Context Engineering for AI Agents: 6 Techniques from Claude Code, Manus, and Devin

9th March 2026

After studying how production AI agents like Claude Code, Manus, and Devin actually work under the hood, the single most important concept isn’t prompt engineering — it’s context engineering. The art of controlling exactly what goes into the model’s context window, and what stays out.

This post breaks down the problem, the failure modes, and the six techniques that production agents use to manage context effectively.

An Agent = Context + Model + Prompt + Tools

Everything an LLM can reason about lives in its context window. Think of it as the model’s working memory:

┌─── CONTEXT WINDOW (the LLM's RAM) ────────────────────────────────────┐
│                                                                       │
│  ┌─────────────┐  System prompt, rules, persona                       │
│  │   PROMPT     │  "You are an agent that..."                         │
│  └─────────────┘                                                      │
│  ┌─────────────┐  Function definitions, MCP servers                   │
│  │   TOOLS      │  search(), read_file(), run_tests()                 │
│  └─────────────┘                                                      │
│  ┌─────────────┐  RAG results, file contents, API data                │
│  │  KNOWLEDGE   │  Retrieved docs, embeddings, facts                  │
│  └─────────────┘                                                      │
│  ┌─────────────┐  Prior turns, tool results, errors                   │
│  │  MSG HISTORY │  user → assistant → tool → assistant → ...          │
│  └─────────────┘                                                      │
│  ┌─────────────┐  Few-shot examples, memories                         │
│  │  EXAMPLES    │  Demonstrations of desired behavior                 │
│  └─────────────┘                                                      │
│                                                                       │
│              ⚠  ALL OF THIS COMPETES FOR LIMITED ATTENTION             │
└───────────────────────────────────────────────────────────────────────┘
                         │
                         ▼
               ┌───────────────┐
               │   LLM Model   │  Attends over everything above
               └───────┬───────┘
                       │
                       ▼
              Next action or response

The core problem: every token in the window competes for the model’s attention. With n tokens, there are n² pairwise attention relationships. More tokens does not mean better results — often it means worse results.

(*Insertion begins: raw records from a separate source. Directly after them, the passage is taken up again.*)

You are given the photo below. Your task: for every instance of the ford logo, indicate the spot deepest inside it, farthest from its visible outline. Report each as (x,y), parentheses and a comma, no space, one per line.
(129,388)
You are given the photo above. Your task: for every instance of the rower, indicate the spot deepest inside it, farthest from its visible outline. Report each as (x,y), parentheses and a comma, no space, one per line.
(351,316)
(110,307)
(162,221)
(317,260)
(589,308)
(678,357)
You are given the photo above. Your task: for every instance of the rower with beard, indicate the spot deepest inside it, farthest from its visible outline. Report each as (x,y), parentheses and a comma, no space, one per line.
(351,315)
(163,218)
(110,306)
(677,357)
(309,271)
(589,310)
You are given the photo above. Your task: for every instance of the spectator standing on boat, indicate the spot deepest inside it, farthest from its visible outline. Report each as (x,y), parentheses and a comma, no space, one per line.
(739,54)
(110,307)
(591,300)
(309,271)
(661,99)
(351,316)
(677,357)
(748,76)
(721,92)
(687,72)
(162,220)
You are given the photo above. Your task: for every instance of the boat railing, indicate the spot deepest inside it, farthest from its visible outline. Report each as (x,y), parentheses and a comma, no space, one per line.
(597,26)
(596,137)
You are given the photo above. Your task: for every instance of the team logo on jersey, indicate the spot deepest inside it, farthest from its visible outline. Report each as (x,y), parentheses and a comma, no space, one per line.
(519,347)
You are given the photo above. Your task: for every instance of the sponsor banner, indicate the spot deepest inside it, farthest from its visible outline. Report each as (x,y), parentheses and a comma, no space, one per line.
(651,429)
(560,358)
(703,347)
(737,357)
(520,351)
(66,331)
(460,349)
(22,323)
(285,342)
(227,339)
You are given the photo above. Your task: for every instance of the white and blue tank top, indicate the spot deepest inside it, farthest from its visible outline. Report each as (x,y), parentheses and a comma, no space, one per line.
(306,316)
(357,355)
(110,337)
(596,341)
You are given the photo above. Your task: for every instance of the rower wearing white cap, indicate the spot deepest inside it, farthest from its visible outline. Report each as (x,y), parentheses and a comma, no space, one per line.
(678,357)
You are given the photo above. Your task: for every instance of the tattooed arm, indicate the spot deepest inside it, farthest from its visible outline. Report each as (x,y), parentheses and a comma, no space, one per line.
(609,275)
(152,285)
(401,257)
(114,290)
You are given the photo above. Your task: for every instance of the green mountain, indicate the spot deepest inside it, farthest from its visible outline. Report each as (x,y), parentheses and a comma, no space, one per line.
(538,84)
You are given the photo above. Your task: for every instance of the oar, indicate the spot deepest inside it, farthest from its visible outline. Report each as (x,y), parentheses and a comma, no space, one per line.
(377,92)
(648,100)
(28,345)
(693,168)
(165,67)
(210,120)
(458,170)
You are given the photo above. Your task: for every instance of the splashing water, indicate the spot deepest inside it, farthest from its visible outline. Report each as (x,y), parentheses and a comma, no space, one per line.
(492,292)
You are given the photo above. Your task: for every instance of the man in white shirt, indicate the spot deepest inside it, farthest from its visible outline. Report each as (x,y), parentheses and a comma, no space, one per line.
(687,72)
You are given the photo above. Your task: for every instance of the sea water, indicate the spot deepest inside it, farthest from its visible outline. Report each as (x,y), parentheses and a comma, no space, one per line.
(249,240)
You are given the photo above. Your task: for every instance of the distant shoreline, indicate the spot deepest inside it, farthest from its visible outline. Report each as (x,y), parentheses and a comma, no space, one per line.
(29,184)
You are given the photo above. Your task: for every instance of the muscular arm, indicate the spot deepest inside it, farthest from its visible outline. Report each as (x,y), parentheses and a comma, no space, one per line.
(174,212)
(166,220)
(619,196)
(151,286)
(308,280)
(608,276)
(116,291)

Gemini agent degraded after ~100K tokens
Llama 3.1 405B degrades after ~32K tokens
Smaller models fail much earlier
Context has diminishing returns, just like human working memory

The Four Context Failure Modes

When agents fail, it’s almost always one of these four problems:

1. Context Poisoning

Agent writes incorrect info into its own context, then treats it as ground truth — chasing impossible goals.

Example: Gemini playing Pokémon hallucinated a game state, wrote it to its “goals” section, then spent hours chasing an impossible objective.

2. Context Distraction

Context so long the model over-focuses on history, ignoring its training. Starts repeating past actions instead of planning new ones.

Example: Gemini agent past 100K tokens just repeated previous actions from history instead of synthesizing new strategies.

3. Context Confusion

Irrelevant information (extra tools, docs) causes the model to call wrong tools or use wrong data.

Example: Llama 8B given 46 tools = FAILS. Llama 8B given 19 tools = SUCCEEDS. Same task, same model. Less is more.

4. Context Clash

Early wrong answers stay in context and conflict with later correct information.

Example: o3 scored 98.1% with a single prompt but 64.1% when the same information was spread across multiple turns — a 39% average drop — because early wrong guesses polluted the context.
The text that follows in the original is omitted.